02/13/2010 (5:42 pm)

EU Demands Greek Cuts in Bid to Uphold Euro Stability

Filed under: economics |

European leaders ordered Greece to get the bloc’s highest budget deficit under control and promised “determined” action to staunch the worst crisis in the euro currency’s 11-year history.

The agreement, brokered by German Chancellor Angela Merkel, Greek Prime Minister George Papandreou and European Central Bank President Jean-Claude Trichet, called for closer monitoring of the Greek economy and stopped short of offering concrete steps to help Greece handle a debt load exceeding annual economic output. Greek bonds rose and the euro fell after the deal was announced at a European Union summit today.

“It’s a political message that we wanted to send out,” EU President Herman Van Rompuy told reporters in Brussels. “The Greek government will take the responsibility for cleaning up its public finances.”

The declaration, which Merkel called a “clear political signal” to Greece, left open how the EU would respond to a fresh wave of speculative attacks against Greece or countries such as Spain and Portugal, which are also struggling to cut their budget deficits. The statement echoes prior calls for Greece to get its accounts in order and gave the International Monetary Fund a monitoring role.

Finance ministers are working on measures such as setting up a lending facility for Greece, with each country paying in according to its size, an EU official said. The official, who spoke on condition of anonymity, said it’s premature for a European bond.

‘Breathing Space’

“Markets will only normalize once they outline more detailed measures,” said Andreas Rees, an economist at UniCredit MIB in Munich. “The statement won’t be enough to reassure investors. It’s some breathing space.”

Greek bonds, which have plunged since December on concern the country will be unable to tackle its deficit, extended a three-day rally, with the yield on the two-year government bond falling 35 basis points to 5.11 percent at 7:45 p.m. in Brussels.

Concern about the costs of a hazily worded commitment by Europe’s richer countries pushed the euro down 0.4 percent to $1.3685. Its slide to a nine-month low of $1.3586 on Feb. 5 forced Greece to the top of the EU agenda out of concern that market turmoil might spread.

Called by Van Rompuy to sketch out a 10-year economic strategy, the summit turned into a crisis-management exercise that tests Europe’s ability to run a common currency with 16 separate national fiscal policies.

Rescue Talks

The main event came before the 27-nation EU meeting, when Merkel piloted the Greek rescue talks with Papandreou, Trichet, Van Rompuy, French President Nicolas Sarkozy, Spanish Prime Minister Jose Luis Rodriguez Zapatero and Luxembourg Prime Minister Jean-Claude Juncker, who heads the panel of euro-region finance ministers paydayloan.
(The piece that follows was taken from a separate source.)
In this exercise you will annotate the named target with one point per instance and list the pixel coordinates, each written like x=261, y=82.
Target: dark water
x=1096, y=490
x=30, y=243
Under pressure from political allies at home who are opposed to giveaways to countries that live beyond their means, Merkel pressed for strict conditions on any European financial lifeline for countries that spend too much and save too little.

Demonstrating Germany’s sway in the euro region, the declaration was issued in the EU’s name before other leaders were consulted. Irish Prime Minister Brian Cowen said there was “no detailed discussion” over the Greek backstop.

U.K. Prime Minister Gordon Brown, the main mover behind the EU-wide rescue of banks in October 2008, also wasn’t involved. In London when Merkel’s crisis meeting started, Brown later said Greece is in the hands of countries using the euro.

Greek Deficit

Greece, representing 2.7 percent of the bloc’s $13 trillion economy, posted a budget deficit of 12.7 percent of gross domestic product in 2009, the highest in the euro’s history and more than four times the EU’s 3 percent limit.

Papandreou’s government needs to sell 53 billion euros ($72 billion) of debt this year, the equivalent of about 20 percent of GDP. Greece’s credit rating was cut by Standard & Poor’s, Moody’s Investors Service and Fitch Ratings in December.

Greek plans to cut public-sector wages, trim welfare provisions and raise taxes have provoked street protests that threaten to throw the government’s aim of slicing the deficit by 4 percentage points in 2010.

By living under EU strictures, Greece no longer controls its own economic destiny, Papandreou said. Speaking after the summit, he said: “We have lost a part of our sovereignty because of this loss of credibility. We are determined to regain this lost credibility. We will do anything necessary.”

Resisting IMF

EU leaders resisted putting Greece in the sole hands of the IMF, concerned that recourse to outside assistance would expose Europe’s inability to get its own house in order.

EU treaties bar the ECB or national central banks from bailing out members countries through buying their debt or offering loans, while rules on government-to-government support are more flexible.

Whether from individual countries or the EU as a whole, a financial lifeline for Greece would open a new chapter in the euro experiment by breaking with the orthodoxy that each country has to steer its own economy.

“I don’t think there is any bluff here. This is a very, very serious commitment to back up Greece,” said Jacques Cailloux, chief European economist at Royal Bank of Scotland Plc in London. “This is once in a lifetime moment for monetary union.”